IL CAPOLAVORO DELLE NUOVE CLASSI DOMINANTI

Si alimenta la paura nei confronti degli immigrati per capitalizzare elettoralmente su di essa e per far passare in secondo piano i problemi di fondo del paese: la disoccupazione, la povertà, la bassa crescita. Ma com’è possibile, si dirà, che milioni di italiani si facciano ingannare dalla propaganda? Come si spiega la distanza così forte fra percezioni diffuse e realtà?

Il capolavoro della nuova classe dominante del nostro paese è proprio nell’aver messo in moto un circolo vizioso. In nome del primato degli italiani, si impedisce l’immigrazione regolare con decreti flussi risibili, si cacciano dai centri di accoglienza gli immigrati che dichiarano redditi da lavoro anche di solo 3 mila euro all’anno, si nega la protezione umanitaria a chi è da noi e ne avrebbe diritto in base ai trattati internazionali. Risultato: aumenta la presenza di immigrati irregolari nel nostro paese. Dei 45 mila rifugiati cui non è stata concessa la protezione internazionale dal giugno scorso, solo 5 mila sono stati rimpatriati (tra l’altro, perché i dati sui rimpatri sono spariti dal sito del ministero degli Interni?). Abbiamo così generato 40 mila immigrati illegali in più che vivono in Italia. Non sono gli sbarchi, ormai ridotti all’osso, ad alimentare l’immigrazione irregolare, ma questo modo di gestire, o meglio di rendere ingestibile, l’immigrazione. E l’immigrazione irregolare, comunque venga alimentata, rende più appetibile elettoralmente il messaggio di chi ha dichiarato guerra agli immigrati.

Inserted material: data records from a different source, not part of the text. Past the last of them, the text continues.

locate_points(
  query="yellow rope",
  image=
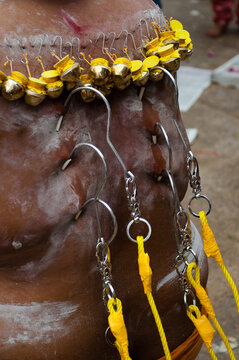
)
(118, 328)
(146, 275)
(205, 301)
(204, 327)
(212, 250)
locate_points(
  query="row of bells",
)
(166, 52)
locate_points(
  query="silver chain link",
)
(104, 266)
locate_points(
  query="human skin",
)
(51, 291)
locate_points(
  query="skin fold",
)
(51, 291)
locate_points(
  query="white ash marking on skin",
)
(54, 193)
(17, 245)
(36, 322)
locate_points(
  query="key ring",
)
(199, 196)
(137, 220)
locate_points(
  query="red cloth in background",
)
(223, 10)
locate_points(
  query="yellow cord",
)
(204, 327)
(146, 275)
(118, 328)
(205, 301)
(212, 250)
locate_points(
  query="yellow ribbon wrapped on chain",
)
(118, 328)
(204, 327)
(145, 273)
(212, 250)
(205, 301)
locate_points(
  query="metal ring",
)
(189, 292)
(110, 292)
(198, 197)
(138, 220)
(94, 200)
(189, 249)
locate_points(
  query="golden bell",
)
(3, 77)
(156, 75)
(68, 69)
(33, 98)
(72, 73)
(54, 85)
(100, 71)
(189, 53)
(86, 94)
(104, 90)
(13, 87)
(142, 80)
(122, 85)
(153, 44)
(172, 64)
(35, 92)
(175, 43)
(183, 52)
(121, 70)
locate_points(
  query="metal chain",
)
(104, 266)
(193, 174)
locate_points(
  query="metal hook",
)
(78, 45)
(108, 121)
(132, 37)
(61, 43)
(110, 211)
(103, 41)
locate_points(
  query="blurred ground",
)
(216, 115)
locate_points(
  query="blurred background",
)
(215, 115)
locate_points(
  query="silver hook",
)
(77, 40)
(61, 44)
(141, 30)
(68, 161)
(108, 121)
(112, 42)
(98, 224)
(191, 159)
(103, 41)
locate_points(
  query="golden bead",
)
(104, 90)
(54, 85)
(72, 73)
(35, 92)
(122, 85)
(86, 94)
(172, 64)
(142, 80)
(183, 53)
(54, 90)
(13, 87)
(100, 71)
(156, 75)
(172, 42)
(121, 71)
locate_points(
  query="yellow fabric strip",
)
(211, 249)
(203, 297)
(145, 272)
(118, 328)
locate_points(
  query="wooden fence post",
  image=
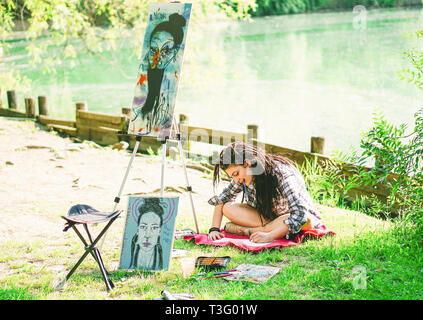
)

GIOVANI IN FUGA DALL’ITALIA

In un sistema pensionistico a ripartizione come il nostro i contributi di chi lavora servono ogni anno a pagare le pensioni di chi si è ritirato dalla vita attiva. Oggi abbiamo circa 2 pensionati per ogni 3 lavoratori. Il rapporto è destinato a salire nei prossimi anni, fino ad arrivare, secondo alcuni scenari, a un solo lavoratore per pensionato. Oggi un reddito pensionistico vale l’83 per cento del salario medio. Con un solo lavoratore per pensionato, quattro euro su cinque guadagnati col proprio lavoro andrebbero a pagare la pensione a chi si è ritirato dalla vita attiva. Anche per questo i nostri giovani scappano dall’Italia: devono destinare la quasi totalità dei loro guadagni a chi è stato trattato molto meglio di quanto verranno trattati loro.

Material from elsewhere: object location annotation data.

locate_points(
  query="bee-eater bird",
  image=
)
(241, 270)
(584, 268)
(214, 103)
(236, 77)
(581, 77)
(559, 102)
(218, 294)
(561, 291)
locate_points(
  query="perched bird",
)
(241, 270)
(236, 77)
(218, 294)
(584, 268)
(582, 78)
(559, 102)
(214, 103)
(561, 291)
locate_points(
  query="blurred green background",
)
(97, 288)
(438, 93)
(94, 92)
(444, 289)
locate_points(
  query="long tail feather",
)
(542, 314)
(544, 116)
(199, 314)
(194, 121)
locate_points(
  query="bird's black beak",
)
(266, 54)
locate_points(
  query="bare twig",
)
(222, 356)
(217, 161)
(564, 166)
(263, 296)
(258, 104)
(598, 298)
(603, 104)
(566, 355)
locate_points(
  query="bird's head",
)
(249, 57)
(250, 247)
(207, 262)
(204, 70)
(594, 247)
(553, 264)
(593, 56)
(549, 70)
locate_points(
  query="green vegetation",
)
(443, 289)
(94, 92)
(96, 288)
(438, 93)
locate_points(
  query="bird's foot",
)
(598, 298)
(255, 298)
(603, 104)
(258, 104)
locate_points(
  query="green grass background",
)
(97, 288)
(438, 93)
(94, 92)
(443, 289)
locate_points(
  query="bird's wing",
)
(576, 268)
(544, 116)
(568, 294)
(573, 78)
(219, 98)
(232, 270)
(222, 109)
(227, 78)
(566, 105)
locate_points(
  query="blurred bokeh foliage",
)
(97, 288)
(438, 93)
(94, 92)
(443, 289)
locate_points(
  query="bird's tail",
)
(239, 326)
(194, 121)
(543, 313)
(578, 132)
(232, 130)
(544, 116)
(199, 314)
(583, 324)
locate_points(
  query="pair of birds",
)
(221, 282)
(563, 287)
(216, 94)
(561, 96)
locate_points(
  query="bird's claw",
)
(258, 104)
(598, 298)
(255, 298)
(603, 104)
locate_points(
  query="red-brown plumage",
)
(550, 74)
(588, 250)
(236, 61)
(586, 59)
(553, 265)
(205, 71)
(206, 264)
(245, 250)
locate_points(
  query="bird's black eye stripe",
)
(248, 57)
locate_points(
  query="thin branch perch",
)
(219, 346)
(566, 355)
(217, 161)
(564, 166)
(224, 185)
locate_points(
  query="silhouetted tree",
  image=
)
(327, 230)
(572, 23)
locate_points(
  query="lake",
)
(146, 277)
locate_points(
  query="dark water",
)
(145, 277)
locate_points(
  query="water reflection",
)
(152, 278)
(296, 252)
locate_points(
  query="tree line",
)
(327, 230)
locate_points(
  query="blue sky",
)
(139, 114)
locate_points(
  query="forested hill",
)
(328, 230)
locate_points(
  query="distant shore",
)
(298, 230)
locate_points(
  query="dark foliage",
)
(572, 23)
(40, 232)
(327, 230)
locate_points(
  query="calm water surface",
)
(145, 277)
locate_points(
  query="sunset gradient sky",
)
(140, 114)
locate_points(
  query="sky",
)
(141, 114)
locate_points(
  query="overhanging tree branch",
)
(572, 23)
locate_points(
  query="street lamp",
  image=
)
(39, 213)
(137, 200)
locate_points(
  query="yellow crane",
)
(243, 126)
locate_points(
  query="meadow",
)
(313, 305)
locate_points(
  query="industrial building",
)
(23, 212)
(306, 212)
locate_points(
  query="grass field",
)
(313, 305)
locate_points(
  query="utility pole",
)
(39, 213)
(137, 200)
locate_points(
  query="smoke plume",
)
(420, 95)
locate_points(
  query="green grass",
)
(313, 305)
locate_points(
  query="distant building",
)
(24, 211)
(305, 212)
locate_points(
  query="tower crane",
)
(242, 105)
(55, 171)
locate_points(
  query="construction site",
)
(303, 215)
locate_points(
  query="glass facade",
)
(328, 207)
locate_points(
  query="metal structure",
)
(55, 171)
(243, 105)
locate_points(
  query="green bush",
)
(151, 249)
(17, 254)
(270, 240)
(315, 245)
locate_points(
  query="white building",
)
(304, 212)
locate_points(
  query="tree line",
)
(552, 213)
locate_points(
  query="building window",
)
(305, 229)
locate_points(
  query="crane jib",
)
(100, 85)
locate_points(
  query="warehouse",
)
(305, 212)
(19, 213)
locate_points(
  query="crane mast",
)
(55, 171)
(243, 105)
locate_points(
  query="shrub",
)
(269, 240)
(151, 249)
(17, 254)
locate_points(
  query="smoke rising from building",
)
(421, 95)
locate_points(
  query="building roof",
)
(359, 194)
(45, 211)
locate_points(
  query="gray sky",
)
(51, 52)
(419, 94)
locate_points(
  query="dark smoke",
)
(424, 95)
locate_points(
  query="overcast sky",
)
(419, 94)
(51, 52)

Puntare sull’integrazione degli immigrati vuol dire rendere più appetibile il nostro mercato del lavoro per tutti i giovani perché vuol dire spalmare su più teste gli oneri di pagare le pensioni, versare al fisco una quota minore della retribuzione e rendere così più facile la ricerca di lavoro. Vuol dire anche assicurare ai pensionati che gli assegni che ricevono non verranno un domani ritoccati per fare cassa. Come vi mostra il grafico qui sopra, la fuga all’estero di chi ha tra i 25 e i 44 anni non accenna ad arrestarsi. Ogni anno perdiamo circa 150 mila giovani, molti dei quali altamente qualificati, e questa emorragia di capitale umano è aumentata proprio negli anni in cui diminuiva l’immigrazione.

Invece di pensare a rendere il nostro paese sempre meno ospitale per scoraggiare chi vuole venire da noi a lavorare, dovremmo fare esattamente l’opposto: rendere l’Italia un bel paese, non solo per i turisti, ma anche e soprattutto per chi vuole investire su sé stesso e sulle persone che gli stanno attorno.